Missouri Baptist University Political Party & American Government Discussion
“Party Spirit is the Madness of the Many for the Benefit of the few. This precious few in the United States….each insist upon their own Sect being exclusive Patriots & therefore alone to be confided in. And the general Mass of us the People, who sometimes distrust them all, are looked upon either as very stupid, or very indifferent to the Welfare of our dear Country and its all glorious Constitution. These gratuitous Guardians of the public Weal are perpetually sounding in our Ears the momentous Crisis of our Affairs, which according to their knowledge, Belief & most honest Fears, is continually occurring, and that the Country would be lost if it was not prevented by their disinterested Labours.
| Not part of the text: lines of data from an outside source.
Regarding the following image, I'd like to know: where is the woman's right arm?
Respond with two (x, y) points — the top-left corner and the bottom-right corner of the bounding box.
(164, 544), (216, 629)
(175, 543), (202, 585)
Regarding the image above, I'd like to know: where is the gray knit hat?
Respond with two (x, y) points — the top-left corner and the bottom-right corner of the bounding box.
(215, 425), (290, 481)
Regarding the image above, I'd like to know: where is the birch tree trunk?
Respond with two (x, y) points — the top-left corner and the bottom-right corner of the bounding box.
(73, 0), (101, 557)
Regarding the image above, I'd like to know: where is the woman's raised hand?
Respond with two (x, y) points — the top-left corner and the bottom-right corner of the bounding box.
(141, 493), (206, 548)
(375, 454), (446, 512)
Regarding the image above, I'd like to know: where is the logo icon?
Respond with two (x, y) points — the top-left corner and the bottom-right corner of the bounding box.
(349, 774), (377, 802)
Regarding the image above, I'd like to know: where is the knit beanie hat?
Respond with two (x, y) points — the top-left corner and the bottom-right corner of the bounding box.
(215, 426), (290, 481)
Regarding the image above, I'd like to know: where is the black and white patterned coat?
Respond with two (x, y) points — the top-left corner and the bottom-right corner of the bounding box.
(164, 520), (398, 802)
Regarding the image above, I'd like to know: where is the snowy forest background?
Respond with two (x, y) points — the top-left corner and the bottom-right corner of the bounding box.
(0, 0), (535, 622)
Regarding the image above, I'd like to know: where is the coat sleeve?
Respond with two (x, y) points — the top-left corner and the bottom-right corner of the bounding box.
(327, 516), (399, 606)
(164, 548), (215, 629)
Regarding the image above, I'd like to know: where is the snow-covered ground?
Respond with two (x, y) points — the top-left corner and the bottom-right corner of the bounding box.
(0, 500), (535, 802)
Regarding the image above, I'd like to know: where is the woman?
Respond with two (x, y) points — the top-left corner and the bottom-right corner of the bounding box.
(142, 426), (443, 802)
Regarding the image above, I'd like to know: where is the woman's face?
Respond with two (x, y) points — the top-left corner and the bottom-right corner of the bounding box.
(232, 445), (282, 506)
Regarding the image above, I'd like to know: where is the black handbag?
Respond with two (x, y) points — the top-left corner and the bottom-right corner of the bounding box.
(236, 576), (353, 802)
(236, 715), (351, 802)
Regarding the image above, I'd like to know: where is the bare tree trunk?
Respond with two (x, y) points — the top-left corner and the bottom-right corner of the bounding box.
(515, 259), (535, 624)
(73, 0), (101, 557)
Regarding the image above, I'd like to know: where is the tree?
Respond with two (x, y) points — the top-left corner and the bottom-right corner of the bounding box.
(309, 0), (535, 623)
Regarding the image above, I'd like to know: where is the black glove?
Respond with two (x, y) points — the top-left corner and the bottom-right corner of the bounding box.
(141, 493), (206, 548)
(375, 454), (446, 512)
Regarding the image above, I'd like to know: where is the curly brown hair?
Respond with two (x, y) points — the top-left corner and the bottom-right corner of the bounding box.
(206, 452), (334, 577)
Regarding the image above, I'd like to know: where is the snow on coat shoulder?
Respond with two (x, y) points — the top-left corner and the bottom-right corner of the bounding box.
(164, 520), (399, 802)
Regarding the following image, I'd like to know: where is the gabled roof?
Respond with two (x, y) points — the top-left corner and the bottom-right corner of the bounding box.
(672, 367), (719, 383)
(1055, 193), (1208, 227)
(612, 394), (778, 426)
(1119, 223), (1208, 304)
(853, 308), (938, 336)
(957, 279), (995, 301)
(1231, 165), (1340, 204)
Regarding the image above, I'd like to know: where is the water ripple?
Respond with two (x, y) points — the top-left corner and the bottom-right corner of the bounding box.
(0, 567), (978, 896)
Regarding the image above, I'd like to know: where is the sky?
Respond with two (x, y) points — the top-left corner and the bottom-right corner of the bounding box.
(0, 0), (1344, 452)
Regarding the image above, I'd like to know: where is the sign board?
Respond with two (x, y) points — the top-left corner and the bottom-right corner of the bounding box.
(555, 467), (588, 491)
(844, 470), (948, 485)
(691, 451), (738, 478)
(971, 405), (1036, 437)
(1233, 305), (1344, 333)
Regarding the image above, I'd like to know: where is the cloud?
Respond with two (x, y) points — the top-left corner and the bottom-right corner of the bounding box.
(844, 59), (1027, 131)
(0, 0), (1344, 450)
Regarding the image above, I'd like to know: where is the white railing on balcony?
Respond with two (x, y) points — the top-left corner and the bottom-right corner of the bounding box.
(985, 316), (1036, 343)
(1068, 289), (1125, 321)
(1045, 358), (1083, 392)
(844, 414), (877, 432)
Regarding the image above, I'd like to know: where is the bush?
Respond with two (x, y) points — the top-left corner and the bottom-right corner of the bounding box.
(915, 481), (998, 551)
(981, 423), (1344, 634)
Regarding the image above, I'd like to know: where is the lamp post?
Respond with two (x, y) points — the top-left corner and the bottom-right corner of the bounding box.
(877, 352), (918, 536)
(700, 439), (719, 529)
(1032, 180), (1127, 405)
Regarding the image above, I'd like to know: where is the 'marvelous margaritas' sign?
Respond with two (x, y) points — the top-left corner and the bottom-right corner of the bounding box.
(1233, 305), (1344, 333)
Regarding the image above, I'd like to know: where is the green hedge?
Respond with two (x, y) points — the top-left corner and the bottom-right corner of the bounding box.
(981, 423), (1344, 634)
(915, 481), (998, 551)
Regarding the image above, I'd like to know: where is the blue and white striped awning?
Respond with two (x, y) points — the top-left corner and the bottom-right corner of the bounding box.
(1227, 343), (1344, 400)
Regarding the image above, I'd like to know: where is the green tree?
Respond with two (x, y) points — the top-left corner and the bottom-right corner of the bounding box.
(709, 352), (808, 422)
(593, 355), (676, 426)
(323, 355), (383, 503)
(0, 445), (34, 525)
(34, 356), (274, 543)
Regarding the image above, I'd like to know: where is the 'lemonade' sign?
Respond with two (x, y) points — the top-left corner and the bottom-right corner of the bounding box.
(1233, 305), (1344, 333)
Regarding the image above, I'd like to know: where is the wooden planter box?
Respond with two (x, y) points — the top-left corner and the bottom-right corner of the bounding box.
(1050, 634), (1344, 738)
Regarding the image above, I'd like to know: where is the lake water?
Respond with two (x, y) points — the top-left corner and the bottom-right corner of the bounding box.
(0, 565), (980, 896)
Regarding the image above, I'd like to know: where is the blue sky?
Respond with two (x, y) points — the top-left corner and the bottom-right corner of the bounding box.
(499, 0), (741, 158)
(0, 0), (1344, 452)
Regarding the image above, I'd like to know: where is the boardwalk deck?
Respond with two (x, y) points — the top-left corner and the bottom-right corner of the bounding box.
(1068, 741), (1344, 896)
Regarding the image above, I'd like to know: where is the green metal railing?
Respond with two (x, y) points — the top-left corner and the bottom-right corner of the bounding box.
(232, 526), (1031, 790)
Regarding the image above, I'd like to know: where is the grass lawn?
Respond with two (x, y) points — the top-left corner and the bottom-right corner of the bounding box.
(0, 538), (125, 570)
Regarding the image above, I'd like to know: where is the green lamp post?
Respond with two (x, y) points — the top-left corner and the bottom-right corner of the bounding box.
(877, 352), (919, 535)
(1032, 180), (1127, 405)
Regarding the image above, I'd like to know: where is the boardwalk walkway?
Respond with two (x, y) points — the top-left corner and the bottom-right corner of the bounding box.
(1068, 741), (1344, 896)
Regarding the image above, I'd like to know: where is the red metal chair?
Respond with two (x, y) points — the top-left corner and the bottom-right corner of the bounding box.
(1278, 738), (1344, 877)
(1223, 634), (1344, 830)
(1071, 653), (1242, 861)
And thus the Public is to be kept in an unceasing Sate of Ferment, Alarm, & Jealousy that these People may talk, write, & falsify with Impunity.”
–Boston lawyer William Tudor, Sr. to John Adams, 20 May 1818
In the above letter excerpt, William Tudor, writing in 1818 to John Adams, critiques the nature and practices of American political parties and their posture toward the American people. In 2-4 pages (Times New Roman, 12-point font, double-spaced, 1″ margins):
1. Considering and citing specifics from Volkomer, explain how the party system that Tudor lamented to Jefferson developed in America.
2. Then, at this site or using this playlist
, after you have watched both Republican and Democratic presidential campaign commercials from a presidential election year of your choosing, explain (mentioning specifics from those ads), whether, in your view, the evidence of those modern T.V. ads fits well with William Tudor’s 1818 complaint to John Adams that each major political party is constantly creating an exaggerated sense of national crisis, so that they it can implausibly represent its candidate as a messianic figure, as the only antidote to the nation’s ills. In the ads that you watched for this and other assignments this week were political parties still doing that sort of thing? Was, and is, “party spirit” still “the madness of the many for the benefit of the few?”